Ушла и теперь отдыхает. Оборвалась нить жизни, кончился старый любовный рассказ – графский лесник и красавица хозяйская дочь. Серебряные рубли закатились в небытие вместе с серебристыми и слезными днями и минутами, брусничник отцвел, спелые ягоды осыпались, остались только вечнозеленые ветки для венка. Полевица растет по валу вокруг кладбища, гряды облаков теснятся по небосводу, а внизу все так же виднеются замшелые крыши «Клигисов», гнутся на ветру вершины деревьев, зияют пустые окопы… Вот и первая мирная весна. Вооруженные люди ушли, оставив шелуху патронных гильз, неразорвавшиеся снаряды, ржавую колючую проволоку. Прошло первое мирное лето, пришли вторая мирная весна и второе лето. Все так же ветер трепал на кладбищенском валу метелки полевицы и облака орошали лес, поля, нивы… Пришло четвертое мирное лето, вот уже полных три года с той поры, когда отгромыхал победный салют и когда я получил бумажку, где говорилось, сколько мне дано лет. Могло ли быть еще большее чудо – вот опять я сижу против Лелле и вижу, как холмики ее наливающейся груди дерзко пробиваются под тонкой блузкой!

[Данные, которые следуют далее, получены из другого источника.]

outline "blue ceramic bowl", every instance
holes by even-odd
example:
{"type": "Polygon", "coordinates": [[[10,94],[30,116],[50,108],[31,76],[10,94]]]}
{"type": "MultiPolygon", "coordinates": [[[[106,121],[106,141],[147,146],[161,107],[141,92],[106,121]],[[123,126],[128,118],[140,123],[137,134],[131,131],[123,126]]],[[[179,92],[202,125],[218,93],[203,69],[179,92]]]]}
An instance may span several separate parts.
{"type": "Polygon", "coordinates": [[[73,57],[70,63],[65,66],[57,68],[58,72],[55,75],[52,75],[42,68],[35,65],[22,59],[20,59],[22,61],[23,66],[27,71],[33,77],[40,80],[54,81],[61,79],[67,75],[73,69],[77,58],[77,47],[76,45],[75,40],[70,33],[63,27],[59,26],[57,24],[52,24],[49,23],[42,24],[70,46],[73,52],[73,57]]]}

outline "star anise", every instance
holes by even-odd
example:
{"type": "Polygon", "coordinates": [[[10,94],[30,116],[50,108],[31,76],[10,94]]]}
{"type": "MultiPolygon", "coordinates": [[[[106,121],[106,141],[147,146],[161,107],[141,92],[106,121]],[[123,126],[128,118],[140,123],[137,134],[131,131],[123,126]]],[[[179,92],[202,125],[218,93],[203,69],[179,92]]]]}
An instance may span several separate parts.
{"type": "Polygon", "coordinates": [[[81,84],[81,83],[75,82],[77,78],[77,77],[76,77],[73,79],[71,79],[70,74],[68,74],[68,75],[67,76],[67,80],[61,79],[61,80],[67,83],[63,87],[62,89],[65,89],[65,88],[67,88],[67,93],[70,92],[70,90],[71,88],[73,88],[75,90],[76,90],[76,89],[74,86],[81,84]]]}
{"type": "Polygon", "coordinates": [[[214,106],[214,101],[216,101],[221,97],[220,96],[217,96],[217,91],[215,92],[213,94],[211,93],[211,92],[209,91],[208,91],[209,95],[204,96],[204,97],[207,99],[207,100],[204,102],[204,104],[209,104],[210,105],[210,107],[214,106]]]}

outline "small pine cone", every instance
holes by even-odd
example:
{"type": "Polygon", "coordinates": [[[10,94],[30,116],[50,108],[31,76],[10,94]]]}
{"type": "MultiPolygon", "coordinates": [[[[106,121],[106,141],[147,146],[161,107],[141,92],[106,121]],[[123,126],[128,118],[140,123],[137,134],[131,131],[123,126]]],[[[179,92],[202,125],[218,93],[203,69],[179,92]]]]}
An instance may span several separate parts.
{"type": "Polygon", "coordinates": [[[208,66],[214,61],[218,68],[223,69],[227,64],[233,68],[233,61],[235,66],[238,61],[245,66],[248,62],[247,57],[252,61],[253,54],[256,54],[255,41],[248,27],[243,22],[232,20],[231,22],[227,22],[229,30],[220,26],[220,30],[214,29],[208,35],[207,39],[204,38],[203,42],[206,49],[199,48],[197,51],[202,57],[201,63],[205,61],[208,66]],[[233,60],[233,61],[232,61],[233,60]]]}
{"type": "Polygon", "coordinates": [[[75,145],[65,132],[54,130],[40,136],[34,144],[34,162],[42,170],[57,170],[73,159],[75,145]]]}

Придис с Марией поели и повеселели.
– Улдис, сегодня ты свои мечтанья брось! – заявила Мария. Мечтаньями они называли то состояние, в которое я погружался, глубоко задумавшись. Лелле убирала со стола и время от времени бросала на меня улыбчивый взгляд.
На лестнице послышались шаги, и в наше веселье вторгся молодой парень. Он старался делать серьезное взрослое лицо, но на нем помимо желания пробивалась улыбка, в которой тонула вся эта деланная серьезность.

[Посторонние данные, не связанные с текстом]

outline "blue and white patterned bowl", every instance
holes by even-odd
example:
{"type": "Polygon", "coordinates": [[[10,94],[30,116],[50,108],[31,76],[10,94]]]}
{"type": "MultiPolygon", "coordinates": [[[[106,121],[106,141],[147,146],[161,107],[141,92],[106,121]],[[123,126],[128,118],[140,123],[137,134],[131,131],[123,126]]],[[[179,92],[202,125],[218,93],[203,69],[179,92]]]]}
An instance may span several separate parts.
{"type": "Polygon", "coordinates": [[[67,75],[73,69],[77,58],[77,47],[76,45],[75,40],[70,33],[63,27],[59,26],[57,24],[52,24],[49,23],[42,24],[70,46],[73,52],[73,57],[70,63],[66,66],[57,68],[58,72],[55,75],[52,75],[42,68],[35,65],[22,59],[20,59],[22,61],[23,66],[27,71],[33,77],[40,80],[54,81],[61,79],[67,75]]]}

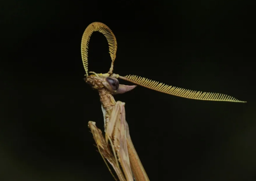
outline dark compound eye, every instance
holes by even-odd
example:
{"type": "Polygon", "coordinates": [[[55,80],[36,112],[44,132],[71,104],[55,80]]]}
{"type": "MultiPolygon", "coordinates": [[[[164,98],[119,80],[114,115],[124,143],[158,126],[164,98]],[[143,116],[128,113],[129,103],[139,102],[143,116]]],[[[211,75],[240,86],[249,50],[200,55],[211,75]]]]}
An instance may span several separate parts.
{"type": "Polygon", "coordinates": [[[116,90],[118,88],[119,82],[117,79],[109,77],[107,78],[106,80],[113,90],[116,90]]]}

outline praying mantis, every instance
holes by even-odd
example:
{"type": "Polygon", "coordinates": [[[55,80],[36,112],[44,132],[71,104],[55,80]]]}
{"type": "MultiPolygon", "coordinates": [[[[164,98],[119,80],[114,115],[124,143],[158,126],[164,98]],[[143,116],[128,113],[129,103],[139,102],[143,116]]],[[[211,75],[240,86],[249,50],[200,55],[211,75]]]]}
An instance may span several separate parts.
{"type": "Polygon", "coordinates": [[[95,122],[89,121],[88,126],[92,133],[99,152],[116,180],[118,180],[111,171],[109,164],[111,165],[120,180],[149,181],[149,180],[130,136],[128,124],[125,119],[125,103],[120,101],[116,101],[114,95],[131,91],[138,85],[186,98],[205,101],[246,102],[223,94],[192,91],[168,86],[137,76],[129,75],[123,76],[114,73],[114,63],[117,48],[117,43],[115,35],[104,24],[99,22],[92,23],[85,30],[81,44],[82,57],[86,72],[84,80],[93,89],[98,90],[98,92],[103,114],[105,136],[101,131],[96,126],[95,122]],[[95,31],[102,33],[106,38],[108,44],[109,53],[112,61],[110,68],[107,73],[97,73],[88,71],[88,45],[90,36],[95,31]],[[136,85],[120,84],[117,79],[136,85]]]}

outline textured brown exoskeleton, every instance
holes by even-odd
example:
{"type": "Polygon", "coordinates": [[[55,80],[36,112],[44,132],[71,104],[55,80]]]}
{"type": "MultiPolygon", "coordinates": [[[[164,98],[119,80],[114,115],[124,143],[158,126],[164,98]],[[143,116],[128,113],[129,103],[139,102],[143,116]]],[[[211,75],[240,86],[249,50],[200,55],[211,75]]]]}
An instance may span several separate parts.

– Наш дорожный мастер – представил его Придис таким голосом, как в старину произнес бы: «Господин лесничий».
– Ояр, – назвался молодой парень, и твердо пожал мою руку.
Я ответил с неожиданной для себя теплотой. Ояр мне понравился, более того, я почувствовал к нему какую-то родственную тягу. Он был примерно моего роста, года на два, на три моложе, а потому и с более взъерошенными настроениями и мнениями. Но этого хватало и у меня. Когда я разговаривал с ним, мне порой просто казалось, что я смотрюсь в зеркало, что он отражает меня; это не значит, что мы были двойниками. Внешнего сходства у нас было мало, зато внутренне мы порою просто дублировали друг друга. Разумеется, я не имел намерения углубляться во всякие душевные тонкости, но то, в чем мы сошлись, заставило нас довериться друг другу и в конце концов достигло невиданной остроты. Это было нечто вроде двойного выражения одного характера. Наверное, поэтому я никогда не придавал значения его наружности, даже не обращал внимания, потому что мы или понимали друг друга без малейшего старания проникнуть друг в друга, или нещадно ссорились.